Last week, the European Court of Human Rights ruled that Bulgaria would be required to recognize same-sex relationships in national legislation.
The ruling found that Bulgaria’s lack of recognition for same-sex relationships violates article 8 of the European Convention on Human Rights, a rule that protects the right to private and family life. However, the court did not demand that the country legalize same-sex marriage.
A Bulgarian same-sex couple Lilia Babulkova and Darina Koilova first filed the case after they got married in the U.K. in 2016 and moved back to Bulgaria. Without legal recognition of their marriage they are deprived of their rights to inheritance, tax insurance, and kinship for their future children.

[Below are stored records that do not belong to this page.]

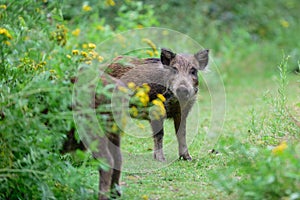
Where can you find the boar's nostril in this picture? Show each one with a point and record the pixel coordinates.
(182, 93)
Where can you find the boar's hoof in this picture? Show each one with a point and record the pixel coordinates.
(185, 156)
(159, 157)
(116, 192)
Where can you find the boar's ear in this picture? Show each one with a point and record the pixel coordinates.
(166, 56)
(202, 59)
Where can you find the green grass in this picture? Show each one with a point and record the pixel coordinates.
(194, 180)
(38, 58)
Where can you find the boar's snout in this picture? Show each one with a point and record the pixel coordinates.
(182, 93)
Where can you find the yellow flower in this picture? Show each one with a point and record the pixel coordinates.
(75, 52)
(123, 89)
(5, 32)
(114, 128)
(76, 32)
(134, 111)
(84, 54)
(7, 43)
(150, 43)
(143, 97)
(91, 46)
(100, 58)
(140, 125)
(284, 23)
(161, 97)
(110, 2)
(139, 26)
(86, 8)
(100, 28)
(146, 87)
(280, 148)
(145, 197)
(131, 85)
(150, 53)
(3, 6)
(160, 106)
(84, 46)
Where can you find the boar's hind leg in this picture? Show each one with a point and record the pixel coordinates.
(158, 134)
(114, 147)
(180, 128)
(105, 175)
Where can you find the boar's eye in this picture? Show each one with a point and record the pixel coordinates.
(174, 70)
(193, 71)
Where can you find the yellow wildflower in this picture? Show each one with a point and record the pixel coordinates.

The case was taken in 2020 by the European Court of Human Rights which is based in Strasbourg, France, and despite the ruling, Bulgaria’s government doesn’t intend to make any effort to implement it.
Legislative bodies around the world have been confronted with similar demands and pressure to lose their archaic social laws and recognize and legitimize LGBTQ+ relationships, in the same manner that heterosexual relationships have been for centuries.

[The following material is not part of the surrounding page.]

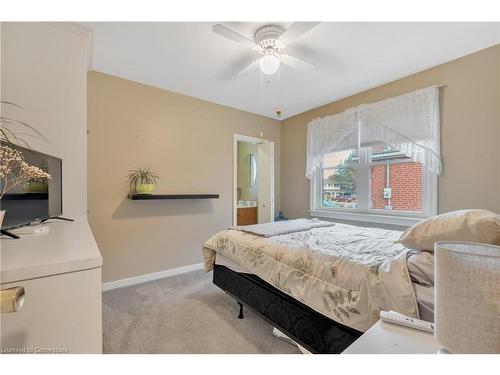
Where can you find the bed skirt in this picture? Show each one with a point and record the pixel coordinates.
(304, 325)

According to the Human Rights Watch, The United Nations Office of the High Commissioner for Human Rights said “States have a positive obligation to provide legal recognition to couples, regardless of sexual orientation, gender identity, and sex characteristics, as well as to their children.”
Bulgaria has a long way to go when it comes to LGBTQ+ rights. Earlier this year, their supreme court passed a law that prevented transgender people from obtaining legal recognition of their gender.